CMBS Supply-Demand Fundamentals Improve Slightly
The outlook for the securitized commercial real estate market improved just slightly in the fourth quarter, the Moody’s Investors Service’s Red-Yellow-Green report said.
The overall Red-Yellow-Green score rose one point to 67 as supply and demand fundamentals improved. That improvement moved the overall outlook from the yellow zone into the green range.
Central business district office properties (yellow 42), suburban offices (yellow 39) and hotels (yellow 66) remained in the yellow zone. Retail (green 85), multifamily (green 72) and industrial (green 71) remained in the green zone.
“Retail fundamentals have benefited from more than a decade of limited new supply, which has combined with post-pandemic demand and plummeting vacancy rates to increase the retail score for nine consecutive quarters,” The report said. “The multifamily and industrial sectors were least affected by the pandemic, though their composite scores have now declined for the past three quarters as higher levels of new supply have increased their vacancy rates from record low levels.”
Some hotels, especially those catering to leisure travelers, continue to perform well, and business hotels are starting to catch up, Moody’s said. “Limited new supply, combined with a strong average daily rate, has seen national revenue per available room above pre-pandemic levels while occupancy still lags the 2019 peak level,” the report said.

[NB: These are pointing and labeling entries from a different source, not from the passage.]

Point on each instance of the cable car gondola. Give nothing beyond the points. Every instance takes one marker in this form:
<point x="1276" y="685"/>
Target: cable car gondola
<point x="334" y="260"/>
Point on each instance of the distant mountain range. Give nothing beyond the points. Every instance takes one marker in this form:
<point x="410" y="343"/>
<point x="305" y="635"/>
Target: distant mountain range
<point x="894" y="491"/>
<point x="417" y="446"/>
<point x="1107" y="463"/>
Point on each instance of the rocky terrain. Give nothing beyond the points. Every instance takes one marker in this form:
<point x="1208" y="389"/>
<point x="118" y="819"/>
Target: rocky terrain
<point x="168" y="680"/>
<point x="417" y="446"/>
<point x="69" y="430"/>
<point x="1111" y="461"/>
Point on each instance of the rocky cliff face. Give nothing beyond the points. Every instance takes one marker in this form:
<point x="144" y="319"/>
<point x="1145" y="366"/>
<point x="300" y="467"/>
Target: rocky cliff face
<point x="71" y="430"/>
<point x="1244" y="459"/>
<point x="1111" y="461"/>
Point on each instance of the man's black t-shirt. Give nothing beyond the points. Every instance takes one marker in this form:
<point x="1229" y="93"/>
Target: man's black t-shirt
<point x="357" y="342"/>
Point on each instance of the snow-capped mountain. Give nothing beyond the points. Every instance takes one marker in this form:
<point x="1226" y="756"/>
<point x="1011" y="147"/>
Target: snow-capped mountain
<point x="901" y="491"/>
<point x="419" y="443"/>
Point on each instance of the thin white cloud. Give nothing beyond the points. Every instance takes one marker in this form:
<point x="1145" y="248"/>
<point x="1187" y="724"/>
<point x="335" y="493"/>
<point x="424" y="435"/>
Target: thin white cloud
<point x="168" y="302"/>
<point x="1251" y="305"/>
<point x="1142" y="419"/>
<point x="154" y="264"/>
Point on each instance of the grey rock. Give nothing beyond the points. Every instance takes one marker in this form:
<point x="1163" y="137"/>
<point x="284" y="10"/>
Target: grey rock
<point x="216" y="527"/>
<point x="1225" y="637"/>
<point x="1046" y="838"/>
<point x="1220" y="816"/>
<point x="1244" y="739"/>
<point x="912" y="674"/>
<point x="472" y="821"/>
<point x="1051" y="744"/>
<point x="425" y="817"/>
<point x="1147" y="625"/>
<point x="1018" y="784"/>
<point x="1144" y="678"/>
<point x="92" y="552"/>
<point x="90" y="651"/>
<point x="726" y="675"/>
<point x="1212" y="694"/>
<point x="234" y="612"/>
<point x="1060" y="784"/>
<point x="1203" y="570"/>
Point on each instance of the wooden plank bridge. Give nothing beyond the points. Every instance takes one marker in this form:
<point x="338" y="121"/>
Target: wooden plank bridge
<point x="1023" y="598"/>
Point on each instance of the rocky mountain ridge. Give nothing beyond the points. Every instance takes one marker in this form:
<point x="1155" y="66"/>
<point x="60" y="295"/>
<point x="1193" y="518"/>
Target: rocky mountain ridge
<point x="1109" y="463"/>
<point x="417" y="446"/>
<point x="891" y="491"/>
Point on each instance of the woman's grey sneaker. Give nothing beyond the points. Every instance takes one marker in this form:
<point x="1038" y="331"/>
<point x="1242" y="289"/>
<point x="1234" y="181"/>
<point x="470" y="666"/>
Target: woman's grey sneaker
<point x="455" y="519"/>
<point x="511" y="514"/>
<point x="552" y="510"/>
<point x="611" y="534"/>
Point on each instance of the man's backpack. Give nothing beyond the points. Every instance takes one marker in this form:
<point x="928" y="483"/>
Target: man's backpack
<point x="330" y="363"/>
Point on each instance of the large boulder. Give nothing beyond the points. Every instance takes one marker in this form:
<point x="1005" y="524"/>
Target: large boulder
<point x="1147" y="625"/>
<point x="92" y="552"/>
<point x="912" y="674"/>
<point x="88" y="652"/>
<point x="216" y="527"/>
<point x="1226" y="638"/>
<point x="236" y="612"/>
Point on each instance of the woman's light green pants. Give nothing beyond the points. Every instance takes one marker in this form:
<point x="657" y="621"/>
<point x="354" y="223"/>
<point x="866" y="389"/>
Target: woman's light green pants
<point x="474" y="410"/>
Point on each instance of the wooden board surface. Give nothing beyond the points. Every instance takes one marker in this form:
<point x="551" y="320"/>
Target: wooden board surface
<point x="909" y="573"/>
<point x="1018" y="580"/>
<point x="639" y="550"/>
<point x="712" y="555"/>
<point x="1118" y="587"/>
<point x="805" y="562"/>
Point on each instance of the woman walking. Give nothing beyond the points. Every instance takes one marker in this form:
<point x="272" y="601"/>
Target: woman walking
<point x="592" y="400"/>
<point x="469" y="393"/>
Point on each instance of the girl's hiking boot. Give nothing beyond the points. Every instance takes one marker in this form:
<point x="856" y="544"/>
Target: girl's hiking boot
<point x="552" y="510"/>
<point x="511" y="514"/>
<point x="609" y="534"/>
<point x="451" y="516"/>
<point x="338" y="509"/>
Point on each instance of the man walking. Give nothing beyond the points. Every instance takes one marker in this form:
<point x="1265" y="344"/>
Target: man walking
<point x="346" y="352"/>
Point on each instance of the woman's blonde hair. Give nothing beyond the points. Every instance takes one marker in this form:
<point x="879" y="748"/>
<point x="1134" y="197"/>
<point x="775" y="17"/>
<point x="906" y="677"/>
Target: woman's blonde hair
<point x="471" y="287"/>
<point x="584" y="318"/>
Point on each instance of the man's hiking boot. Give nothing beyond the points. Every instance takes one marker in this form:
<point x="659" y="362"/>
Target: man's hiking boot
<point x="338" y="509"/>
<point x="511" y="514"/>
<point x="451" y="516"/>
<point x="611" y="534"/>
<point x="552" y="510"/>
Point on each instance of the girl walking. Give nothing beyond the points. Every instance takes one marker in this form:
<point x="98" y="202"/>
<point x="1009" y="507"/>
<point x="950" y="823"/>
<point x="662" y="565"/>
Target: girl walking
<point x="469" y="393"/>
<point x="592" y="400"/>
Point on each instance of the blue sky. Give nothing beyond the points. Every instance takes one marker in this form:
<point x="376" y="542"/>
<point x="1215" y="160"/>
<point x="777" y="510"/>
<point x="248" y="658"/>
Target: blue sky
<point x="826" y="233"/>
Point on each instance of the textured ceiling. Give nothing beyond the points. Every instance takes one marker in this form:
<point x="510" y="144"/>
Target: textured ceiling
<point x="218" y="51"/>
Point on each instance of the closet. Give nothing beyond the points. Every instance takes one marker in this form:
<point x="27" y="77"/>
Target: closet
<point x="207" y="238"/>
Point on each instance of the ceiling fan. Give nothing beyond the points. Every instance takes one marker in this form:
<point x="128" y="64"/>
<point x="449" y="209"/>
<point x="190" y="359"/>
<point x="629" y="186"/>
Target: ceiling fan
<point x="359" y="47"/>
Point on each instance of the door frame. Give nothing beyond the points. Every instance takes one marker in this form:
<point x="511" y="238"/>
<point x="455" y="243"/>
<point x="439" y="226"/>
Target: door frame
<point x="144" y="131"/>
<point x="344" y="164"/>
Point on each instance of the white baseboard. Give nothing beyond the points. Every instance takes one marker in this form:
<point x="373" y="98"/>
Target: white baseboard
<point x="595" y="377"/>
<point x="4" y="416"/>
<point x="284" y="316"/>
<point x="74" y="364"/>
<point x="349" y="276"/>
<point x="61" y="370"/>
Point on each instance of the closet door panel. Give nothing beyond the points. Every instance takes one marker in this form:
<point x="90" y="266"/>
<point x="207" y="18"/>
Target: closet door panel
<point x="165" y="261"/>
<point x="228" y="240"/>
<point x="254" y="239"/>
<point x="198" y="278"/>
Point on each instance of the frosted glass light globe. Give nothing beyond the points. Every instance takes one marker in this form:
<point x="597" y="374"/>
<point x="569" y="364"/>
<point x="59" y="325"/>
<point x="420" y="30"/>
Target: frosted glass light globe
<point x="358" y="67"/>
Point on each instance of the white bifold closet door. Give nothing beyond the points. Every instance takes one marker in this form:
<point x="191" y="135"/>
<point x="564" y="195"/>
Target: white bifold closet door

The office sector has been harmed by sublet supply increases and shrinking tenant leasing demand in markets friendly to work-from-home policies. “As a result, office scores started to decline in early 2021 in technology-exposed markets that had experienced high levels of recent supply or in markets that could easily adopt working from home post-pandemic,” Moody’s said. “In recent quarters the office score has been in the low yellow range and improved slightly in the fourth quarter, but if more longer-term leases come up for renewal and take up less space, the score may trend downwards.”